AUD | USD

How to Reduce Power Consumption in Always-On Voice Interface Designs

By Stephen Evanczuk

Contributed By Digi-Key's North American Editors

Voice-controlled interfaces such as Amazon Alexa, Apple Siri, and Google Home rely upon always-on voice capture capability to detect the wake word or phrase used to initiate complex speech processing algorithms that often require cloud-based resources. However, as voice-based control moves into battery-powered devices and adds to the standby power budget of other consumer devices such as TVs, this always-on capability represents a significant power drain, and an added design challenge. However, using a few low-power devices, developers can more easily implement voice-controlled interfaces without compromising the power budget.

This article shows how developers can use sound-activated microelectromechanical systems (MEMS) microphones in combination with low-power processors or codecs to create ultra-low-power, always-on voice-activated designs. By way of example, it will introduce and describe the usage of the VM1010 MEMS microphone from Vesper Technologies and the Apollo3 AMA3B1KK microcontroller from Ambiq Micro in this application.

Moving from low-power to ultra-low-power microphones

Designing sound-activated circuits is not a significant challenge in itself. Using a microphone and little more than an operational amplifier, engineers can easily create circuits able to detect when ambient sound exceeds some preset threshold (for example, see "Make a Switch Sound Activated Using LaunchPad"). The challenge arises in applying these simple methods for always-on detection in designs where low power consumption is a key requirement. For these devices, even the relatively modest current requirements of an active microphone and amplifier can exceed power budgets, particularly in battery-powered designs and in consumer devices with standby power that must comply with Energy Star guidelines.

Designers have for years taken advantage of miniature, low-power electret condenser microphones in low-power electronic devices. For example, subminiature electret microphones such as the Knowles FG series consume at most 50 microamperes (µA) with a 1.3 volt supply.

The emergence of MEMS technologies has enabled manufacturers to create ultra-low-power singled-ended output microphones that combine buffer amplifiers and other support circuitry in the same package (Figure 1).
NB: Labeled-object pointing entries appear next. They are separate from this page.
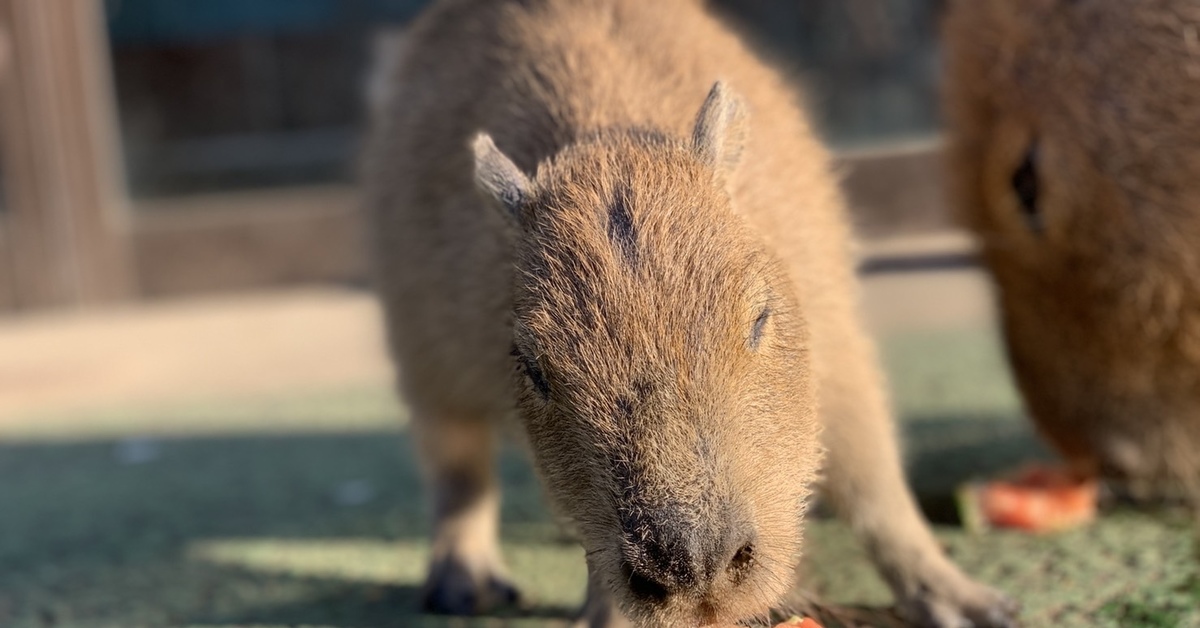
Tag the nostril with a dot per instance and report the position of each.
(646, 587)
(742, 561)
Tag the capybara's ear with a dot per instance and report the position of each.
(499, 178)
(720, 129)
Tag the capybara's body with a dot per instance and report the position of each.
(1075, 157)
(653, 275)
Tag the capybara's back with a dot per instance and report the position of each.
(611, 221)
(1075, 157)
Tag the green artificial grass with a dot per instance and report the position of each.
(306, 510)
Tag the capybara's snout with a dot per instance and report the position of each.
(665, 556)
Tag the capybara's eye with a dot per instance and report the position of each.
(1025, 185)
(533, 372)
(760, 324)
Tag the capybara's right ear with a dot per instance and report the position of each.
(720, 129)
(499, 178)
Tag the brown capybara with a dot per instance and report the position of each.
(1074, 156)
(653, 274)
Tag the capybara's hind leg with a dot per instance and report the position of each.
(865, 479)
(467, 574)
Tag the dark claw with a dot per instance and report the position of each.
(450, 590)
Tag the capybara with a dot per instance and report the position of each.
(611, 221)
(1074, 156)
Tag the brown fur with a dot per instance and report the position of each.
(1102, 307)
(611, 297)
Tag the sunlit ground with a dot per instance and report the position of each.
(305, 509)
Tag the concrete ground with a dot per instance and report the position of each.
(241, 461)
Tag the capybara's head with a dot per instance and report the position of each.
(661, 364)
(1075, 159)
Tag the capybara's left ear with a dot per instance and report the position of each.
(720, 129)
(501, 179)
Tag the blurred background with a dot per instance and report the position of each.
(196, 418)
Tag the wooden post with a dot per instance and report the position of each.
(67, 226)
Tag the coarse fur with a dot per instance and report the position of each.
(1075, 159)
(653, 275)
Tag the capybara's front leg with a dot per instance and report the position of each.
(865, 480)
(600, 610)
(467, 574)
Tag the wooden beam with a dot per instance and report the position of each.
(67, 216)
(244, 240)
(7, 294)
(897, 190)
(241, 240)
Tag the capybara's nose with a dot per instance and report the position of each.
(670, 560)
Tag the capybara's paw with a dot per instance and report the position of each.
(958, 603)
(455, 586)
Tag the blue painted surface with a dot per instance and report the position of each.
(163, 22)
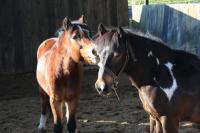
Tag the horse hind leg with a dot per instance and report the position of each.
(44, 111)
(71, 107)
(56, 108)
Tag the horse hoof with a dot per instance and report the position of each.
(41, 130)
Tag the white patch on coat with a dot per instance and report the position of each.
(170, 91)
(43, 120)
(151, 54)
(157, 60)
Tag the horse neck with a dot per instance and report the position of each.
(65, 44)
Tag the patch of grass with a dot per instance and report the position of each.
(139, 2)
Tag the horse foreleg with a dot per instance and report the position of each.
(56, 107)
(168, 125)
(152, 124)
(71, 107)
(44, 110)
(158, 127)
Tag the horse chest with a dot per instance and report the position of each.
(147, 103)
(165, 79)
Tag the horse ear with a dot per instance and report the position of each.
(82, 19)
(120, 31)
(101, 29)
(66, 23)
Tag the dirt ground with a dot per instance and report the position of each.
(20, 108)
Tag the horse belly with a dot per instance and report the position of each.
(40, 74)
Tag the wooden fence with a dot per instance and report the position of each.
(176, 24)
(24, 24)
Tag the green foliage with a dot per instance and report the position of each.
(139, 2)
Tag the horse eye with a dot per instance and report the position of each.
(94, 52)
(116, 54)
(77, 37)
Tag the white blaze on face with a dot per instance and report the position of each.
(170, 91)
(93, 57)
(43, 120)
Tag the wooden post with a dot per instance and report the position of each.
(146, 2)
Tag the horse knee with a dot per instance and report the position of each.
(56, 108)
(70, 115)
(71, 125)
(168, 125)
(58, 127)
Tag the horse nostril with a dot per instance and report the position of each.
(105, 89)
(94, 52)
(98, 88)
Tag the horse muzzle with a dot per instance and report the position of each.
(89, 56)
(102, 88)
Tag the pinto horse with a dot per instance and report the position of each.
(167, 80)
(59, 73)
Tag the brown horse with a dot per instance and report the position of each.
(167, 80)
(59, 73)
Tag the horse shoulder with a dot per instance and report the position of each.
(45, 46)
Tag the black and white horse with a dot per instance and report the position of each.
(168, 81)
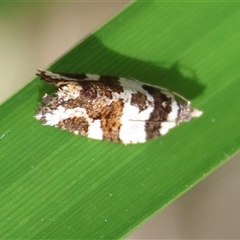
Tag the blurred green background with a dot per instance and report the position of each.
(210, 209)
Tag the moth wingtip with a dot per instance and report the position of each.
(196, 113)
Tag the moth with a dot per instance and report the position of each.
(111, 108)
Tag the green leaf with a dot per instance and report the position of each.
(58, 185)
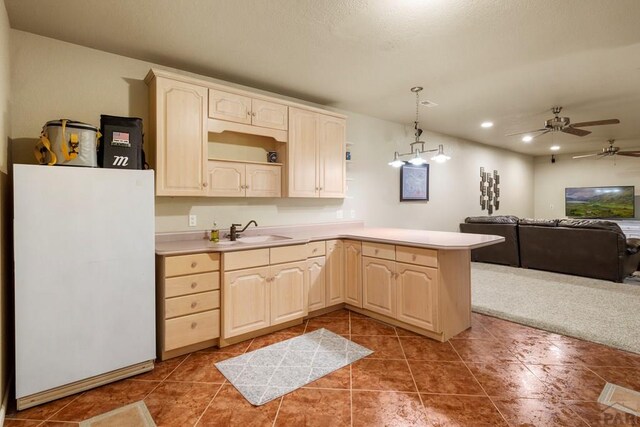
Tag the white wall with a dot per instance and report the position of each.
(4, 134)
(552, 178)
(100, 82)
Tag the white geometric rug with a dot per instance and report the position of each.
(270, 372)
(591, 309)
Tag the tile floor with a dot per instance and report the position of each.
(497, 373)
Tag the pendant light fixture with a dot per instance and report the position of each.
(417, 147)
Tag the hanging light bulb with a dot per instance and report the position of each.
(396, 163)
(440, 157)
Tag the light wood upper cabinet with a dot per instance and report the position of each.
(247, 299)
(331, 156)
(353, 273)
(269, 114)
(417, 289)
(335, 272)
(316, 156)
(317, 283)
(243, 109)
(237, 179)
(288, 296)
(379, 286)
(229, 106)
(179, 128)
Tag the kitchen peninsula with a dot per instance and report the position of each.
(222, 293)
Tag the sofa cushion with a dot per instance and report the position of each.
(538, 222)
(498, 219)
(590, 223)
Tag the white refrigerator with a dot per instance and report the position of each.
(84, 278)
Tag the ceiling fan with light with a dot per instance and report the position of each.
(563, 124)
(610, 151)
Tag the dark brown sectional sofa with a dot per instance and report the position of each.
(590, 248)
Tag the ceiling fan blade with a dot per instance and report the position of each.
(586, 155)
(577, 132)
(596, 123)
(531, 131)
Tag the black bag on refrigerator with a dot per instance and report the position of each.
(121, 143)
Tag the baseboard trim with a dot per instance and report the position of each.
(5, 401)
(82, 385)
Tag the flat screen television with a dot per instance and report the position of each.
(600, 202)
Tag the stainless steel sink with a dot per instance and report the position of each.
(261, 239)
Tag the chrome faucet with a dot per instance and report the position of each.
(234, 233)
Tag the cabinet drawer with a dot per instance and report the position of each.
(189, 264)
(379, 250)
(180, 306)
(192, 329)
(315, 249)
(419, 256)
(288, 254)
(185, 285)
(246, 259)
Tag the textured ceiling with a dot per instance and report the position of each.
(508, 61)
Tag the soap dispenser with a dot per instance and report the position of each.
(215, 233)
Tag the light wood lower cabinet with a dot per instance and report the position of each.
(335, 272)
(379, 286)
(317, 283)
(417, 296)
(288, 296)
(237, 179)
(262, 296)
(188, 303)
(353, 273)
(246, 296)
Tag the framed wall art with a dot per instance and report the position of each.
(414, 183)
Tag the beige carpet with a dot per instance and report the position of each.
(134, 415)
(594, 310)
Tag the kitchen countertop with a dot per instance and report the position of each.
(186, 243)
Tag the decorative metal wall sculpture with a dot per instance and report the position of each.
(489, 191)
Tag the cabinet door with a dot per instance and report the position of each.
(379, 286)
(317, 283)
(418, 296)
(181, 138)
(302, 153)
(335, 272)
(226, 179)
(229, 106)
(288, 292)
(246, 296)
(331, 159)
(269, 114)
(353, 273)
(263, 180)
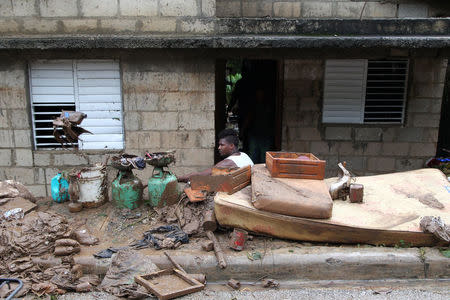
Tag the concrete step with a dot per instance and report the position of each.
(305, 263)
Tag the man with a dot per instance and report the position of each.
(228, 148)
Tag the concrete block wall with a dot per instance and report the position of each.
(347, 9)
(367, 149)
(168, 104)
(106, 16)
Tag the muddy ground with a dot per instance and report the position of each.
(120, 227)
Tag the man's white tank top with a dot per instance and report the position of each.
(241, 160)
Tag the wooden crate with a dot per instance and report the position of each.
(287, 165)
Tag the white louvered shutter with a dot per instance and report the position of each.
(99, 96)
(89, 86)
(51, 90)
(344, 91)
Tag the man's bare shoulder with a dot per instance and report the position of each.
(226, 163)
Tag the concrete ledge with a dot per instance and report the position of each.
(306, 263)
(227, 42)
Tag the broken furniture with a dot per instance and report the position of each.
(169, 283)
(195, 195)
(392, 208)
(293, 197)
(295, 165)
(341, 188)
(163, 185)
(222, 180)
(126, 190)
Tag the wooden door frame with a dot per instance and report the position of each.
(279, 104)
(220, 117)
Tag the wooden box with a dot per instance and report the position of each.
(169, 283)
(288, 165)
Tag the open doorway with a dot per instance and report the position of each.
(248, 99)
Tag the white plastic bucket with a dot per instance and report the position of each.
(92, 188)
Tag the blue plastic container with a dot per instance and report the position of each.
(60, 188)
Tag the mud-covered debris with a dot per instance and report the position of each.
(436, 226)
(10, 189)
(125, 265)
(270, 283)
(84, 237)
(83, 287)
(91, 278)
(66, 247)
(173, 237)
(107, 253)
(75, 207)
(46, 288)
(235, 284)
(13, 214)
(77, 271)
(208, 246)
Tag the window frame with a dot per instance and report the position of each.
(364, 94)
(76, 104)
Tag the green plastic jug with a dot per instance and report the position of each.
(126, 190)
(162, 188)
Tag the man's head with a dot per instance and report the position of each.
(228, 142)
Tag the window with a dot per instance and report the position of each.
(89, 86)
(364, 91)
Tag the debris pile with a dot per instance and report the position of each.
(66, 129)
(436, 226)
(125, 265)
(11, 189)
(35, 236)
(166, 236)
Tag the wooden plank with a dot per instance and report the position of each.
(287, 165)
(392, 207)
(163, 284)
(224, 183)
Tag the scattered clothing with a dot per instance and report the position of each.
(172, 238)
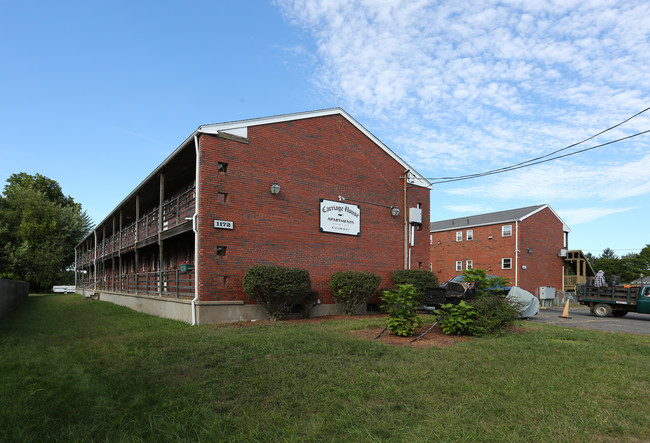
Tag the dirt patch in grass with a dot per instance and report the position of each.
(435, 337)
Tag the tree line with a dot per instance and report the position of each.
(39, 229)
(629, 267)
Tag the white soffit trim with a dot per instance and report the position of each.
(240, 128)
(565, 228)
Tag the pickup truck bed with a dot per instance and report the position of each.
(615, 300)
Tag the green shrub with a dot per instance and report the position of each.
(494, 314)
(485, 284)
(401, 305)
(419, 278)
(456, 319)
(353, 288)
(277, 288)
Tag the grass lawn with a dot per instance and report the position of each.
(73, 369)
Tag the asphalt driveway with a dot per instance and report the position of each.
(632, 323)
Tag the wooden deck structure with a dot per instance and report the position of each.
(577, 270)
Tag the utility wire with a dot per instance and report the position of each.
(535, 161)
(520, 166)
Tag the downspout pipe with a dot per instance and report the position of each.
(406, 241)
(195, 228)
(516, 252)
(95, 262)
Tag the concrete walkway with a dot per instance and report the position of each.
(632, 323)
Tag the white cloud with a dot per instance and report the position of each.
(596, 182)
(465, 86)
(584, 215)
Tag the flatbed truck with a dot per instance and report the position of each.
(605, 301)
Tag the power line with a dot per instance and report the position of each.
(538, 160)
(514, 167)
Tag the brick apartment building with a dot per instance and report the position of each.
(313, 190)
(528, 246)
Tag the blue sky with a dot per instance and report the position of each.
(96, 94)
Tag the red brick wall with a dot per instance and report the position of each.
(310, 159)
(485, 252)
(543, 232)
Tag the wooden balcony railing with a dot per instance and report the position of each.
(175, 283)
(176, 212)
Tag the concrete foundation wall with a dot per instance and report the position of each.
(12, 293)
(207, 312)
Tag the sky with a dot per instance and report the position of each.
(95, 95)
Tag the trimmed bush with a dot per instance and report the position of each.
(277, 288)
(353, 288)
(456, 319)
(494, 314)
(420, 279)
(401, 305)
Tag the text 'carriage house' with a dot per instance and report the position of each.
(314, 190)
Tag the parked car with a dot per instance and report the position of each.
(63, 289)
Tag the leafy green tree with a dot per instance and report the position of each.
(39, 228)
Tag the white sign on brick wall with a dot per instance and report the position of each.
(224, 224)
(340, 218)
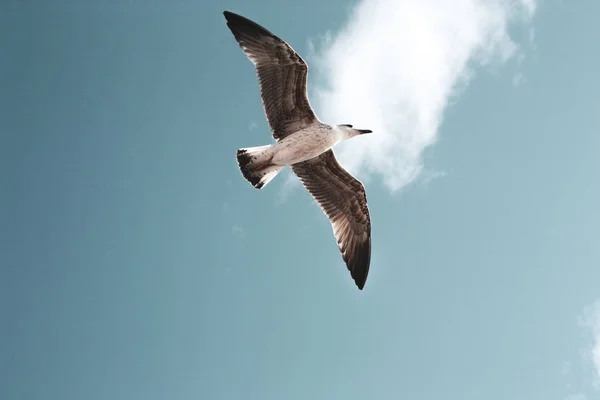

Diagram of integrated MEMS transducer, buffer amplifier, and voltage regulatorFigure 1: Manufacturers have integrated a MEMS transducer, a buffer amplifier, and a voltage regulator to provide a complete microphone that generates a single-ended voltage output, Vout. (Image source: Vesper Technologies)

The result is an integrated MEMS microphone device that helps reduce the overall cost, complexity, and power draw of audio front-end designs. Yet the need to maintain full power to these robust, power-thrifty microphones means that even the most power efficient sound-activated products continually drain current and do so unproductively during extended periods of quiet.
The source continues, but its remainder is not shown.